Das palavras aos atos, o Governo quis atestar o seu “compromisso” com a “valorização” do interior instalando três secretarias de Estado noutras tantas cidades do país despovoado.
Nas intenções, este Governo é o segundo mais descentralizador, só superado pelo breve executivo de Santana Lopes que, em 2004, anunciou a deslocação de seis (!) secretarias de Estado para Coimbra, Santarém, Évora, Aveiro, Braga e Faro. O plano de Santana, na altura muito criticado pelo PS, previa ainda descentralizar, para o Porto, gabinetes de membros do Governo.
Pode dizer-se que, pelo menos no papel, Santana teve o dobro do ímpeto descentralizador de Costa, e, na prática, que estão próximos na demagogia e propaganda.
Com o país ainda mais desertificado e com maiores assimetrias regionais dado o aprofundar da cisão litoral-interior, António Costa mais não faz do que recorrer a uma receita do passado. Os otimistas (ingénuos?) dirão que Santana só não teve sucesso porque Sampaio lhe tirou o tapete; os pessimistas quererão, no mínimo, ver para crer.
A decisão anunciada na passada semana coloca a secretaria de Estado da Conservação da Natureza, Floresta e Ordenamento do Território em Castelo Branco, a da Ação Social na Guarda e a da Valorização do Interior em Castelo Branco. Mas, afinal, o que ganha o interior?
A ideia propagandisticamente transmitida pelo Governo, e pelo PS, garante que esta mudança vale, desde logo, pela mensagem política. Noutras variantes dir-se-á que mais vale pouco do que nada ou ainda que este é o primeiro passo de um caminho que teria sempre de começar por algum lado.
Note-se que a secretaria de Estado da Valorização do Interior funcionava já desde o início do ano em Castelo Branco sem que se conheça qualquer mérito dessa passagem pela Beira Baixa. E ninguém explica o porquê de ir agora para Bragança. Curiosamente, as três secretarias vão ficar instaladas nos distritos de residência dos respetivos novos secretários de Estado, quase parecendo uma decisão mais por conveniência do que por intendência. Isto para não falar do aumento de custos de funcionamento, já que as três estruturas transferidas vão manter gabinetes em Lisboa, para onde, seguramente, os secretários de Estado irão semanalmente.

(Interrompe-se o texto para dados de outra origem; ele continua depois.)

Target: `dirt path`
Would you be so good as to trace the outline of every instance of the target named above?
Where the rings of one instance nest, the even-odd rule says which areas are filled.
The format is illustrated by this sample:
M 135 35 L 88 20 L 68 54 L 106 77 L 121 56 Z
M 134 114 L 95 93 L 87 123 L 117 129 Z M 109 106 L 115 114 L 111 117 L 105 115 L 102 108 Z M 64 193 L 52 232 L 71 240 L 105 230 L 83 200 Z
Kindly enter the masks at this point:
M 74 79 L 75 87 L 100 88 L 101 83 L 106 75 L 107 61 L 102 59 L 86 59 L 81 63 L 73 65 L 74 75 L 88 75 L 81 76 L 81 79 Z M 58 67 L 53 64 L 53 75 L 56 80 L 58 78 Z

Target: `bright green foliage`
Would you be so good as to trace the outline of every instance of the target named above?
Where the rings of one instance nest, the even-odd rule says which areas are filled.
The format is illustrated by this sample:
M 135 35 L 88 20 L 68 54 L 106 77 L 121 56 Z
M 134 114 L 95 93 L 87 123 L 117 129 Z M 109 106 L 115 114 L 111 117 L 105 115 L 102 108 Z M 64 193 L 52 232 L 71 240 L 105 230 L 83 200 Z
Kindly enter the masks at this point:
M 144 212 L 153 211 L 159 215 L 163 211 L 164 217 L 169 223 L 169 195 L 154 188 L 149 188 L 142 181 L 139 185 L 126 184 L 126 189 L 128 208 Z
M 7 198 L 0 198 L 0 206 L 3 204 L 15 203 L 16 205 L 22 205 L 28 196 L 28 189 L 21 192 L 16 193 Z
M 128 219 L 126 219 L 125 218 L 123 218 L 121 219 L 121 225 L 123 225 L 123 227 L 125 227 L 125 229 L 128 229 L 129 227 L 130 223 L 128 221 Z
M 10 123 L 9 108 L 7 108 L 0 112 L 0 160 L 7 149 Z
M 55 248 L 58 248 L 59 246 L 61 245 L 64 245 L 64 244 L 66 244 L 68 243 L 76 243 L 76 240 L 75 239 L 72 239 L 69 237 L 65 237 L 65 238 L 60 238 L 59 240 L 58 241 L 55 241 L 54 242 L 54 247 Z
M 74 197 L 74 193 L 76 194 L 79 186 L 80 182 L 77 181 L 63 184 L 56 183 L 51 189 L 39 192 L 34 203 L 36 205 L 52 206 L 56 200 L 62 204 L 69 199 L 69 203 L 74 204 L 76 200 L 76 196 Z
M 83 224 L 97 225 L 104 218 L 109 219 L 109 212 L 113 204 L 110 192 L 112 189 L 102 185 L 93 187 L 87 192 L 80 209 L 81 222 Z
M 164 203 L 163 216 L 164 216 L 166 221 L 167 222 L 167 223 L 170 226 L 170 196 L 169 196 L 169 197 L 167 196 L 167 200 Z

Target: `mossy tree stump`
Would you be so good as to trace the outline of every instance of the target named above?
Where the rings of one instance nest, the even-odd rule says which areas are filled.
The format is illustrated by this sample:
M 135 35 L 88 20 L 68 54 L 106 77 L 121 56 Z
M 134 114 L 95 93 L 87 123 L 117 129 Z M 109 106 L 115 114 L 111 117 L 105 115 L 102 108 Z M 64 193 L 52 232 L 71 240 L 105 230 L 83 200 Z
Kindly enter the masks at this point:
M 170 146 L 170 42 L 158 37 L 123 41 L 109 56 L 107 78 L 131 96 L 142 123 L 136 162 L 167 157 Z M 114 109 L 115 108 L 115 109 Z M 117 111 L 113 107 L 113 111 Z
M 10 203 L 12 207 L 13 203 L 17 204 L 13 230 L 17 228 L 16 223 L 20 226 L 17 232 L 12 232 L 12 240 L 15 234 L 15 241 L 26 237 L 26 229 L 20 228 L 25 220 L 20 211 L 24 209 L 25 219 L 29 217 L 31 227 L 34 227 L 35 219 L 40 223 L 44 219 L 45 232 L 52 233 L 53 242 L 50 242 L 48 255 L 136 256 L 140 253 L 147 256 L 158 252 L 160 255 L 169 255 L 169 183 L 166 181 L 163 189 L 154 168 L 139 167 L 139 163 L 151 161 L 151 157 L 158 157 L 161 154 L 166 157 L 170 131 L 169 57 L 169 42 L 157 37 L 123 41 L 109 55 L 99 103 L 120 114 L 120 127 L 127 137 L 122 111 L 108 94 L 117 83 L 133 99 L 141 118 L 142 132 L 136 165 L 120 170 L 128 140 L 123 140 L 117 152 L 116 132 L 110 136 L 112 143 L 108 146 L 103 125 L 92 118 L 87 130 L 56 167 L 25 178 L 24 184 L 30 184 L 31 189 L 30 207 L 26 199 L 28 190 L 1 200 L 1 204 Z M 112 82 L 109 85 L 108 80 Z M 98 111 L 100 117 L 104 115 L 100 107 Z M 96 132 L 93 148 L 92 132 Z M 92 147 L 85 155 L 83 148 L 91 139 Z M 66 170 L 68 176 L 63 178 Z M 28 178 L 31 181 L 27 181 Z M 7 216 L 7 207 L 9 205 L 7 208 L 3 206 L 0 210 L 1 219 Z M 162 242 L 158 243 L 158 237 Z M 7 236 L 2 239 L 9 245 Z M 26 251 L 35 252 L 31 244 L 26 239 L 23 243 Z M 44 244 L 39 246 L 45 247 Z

Um país não é menos assimétrico por ter um Governo descentralizado. Não faltam casos de países, tanto maiores como menores do que Portugal, com governos fortemente centralizados (por vezes até nas mesmas instalações) mas, em contrapartida, com poderes e serviços fortemente desconcentrados.
Justificando a mudança da Secretaria de Estado da Valorização do Interior para Bragança, Ana Abrunhosa sustenta, no “Público”, que «a partir de agora, cidadãos e demais entidades poderão bater à porta desta secretaria de Estado para serem atendidos por uma equipa que conhece como ninguém a realidade do interior». Quererá dizer que, em Lisboa, as pessoas não poderiam bater à porta? Ou que não seriam atendidas? Ou ainda que, na capital, o gabinete não seria composto por uma equipa conhecedora do interior?
Como acrescenta a própria Ana Abrunhosa, «não há boas políticas públicas sem bons políticos». Nem há boas políticas públicas porque delineadas em Bragança ou Pinhel, e más porque feitas a partir de Lisboa. Há boas e más políticas públicas, venham de onde vierem, acrescento eu.
O problema é que para lá da mensagem política nada fica. Não são criados empregos – determinantes para chamar pessoas para os territórios –, pois para isso é preciso desconcentrar institutos públicos e serviços conexos. Só que isso é politicamente difícil, requer vontade, arrojo e menos eleitoralismo, premissas aparentemente inconciliáveis na política nacional. Quem se recordar da suposta mudança do Infarmed para o Porto sabe disso, e uma transferência para a segunda cidade do país tem custos políticos infinitamente menores aos de uma passagem para Portalegre.
As três secretarias de Estado no interior não configuram nenhuma mudança estrutural, só de estrutura.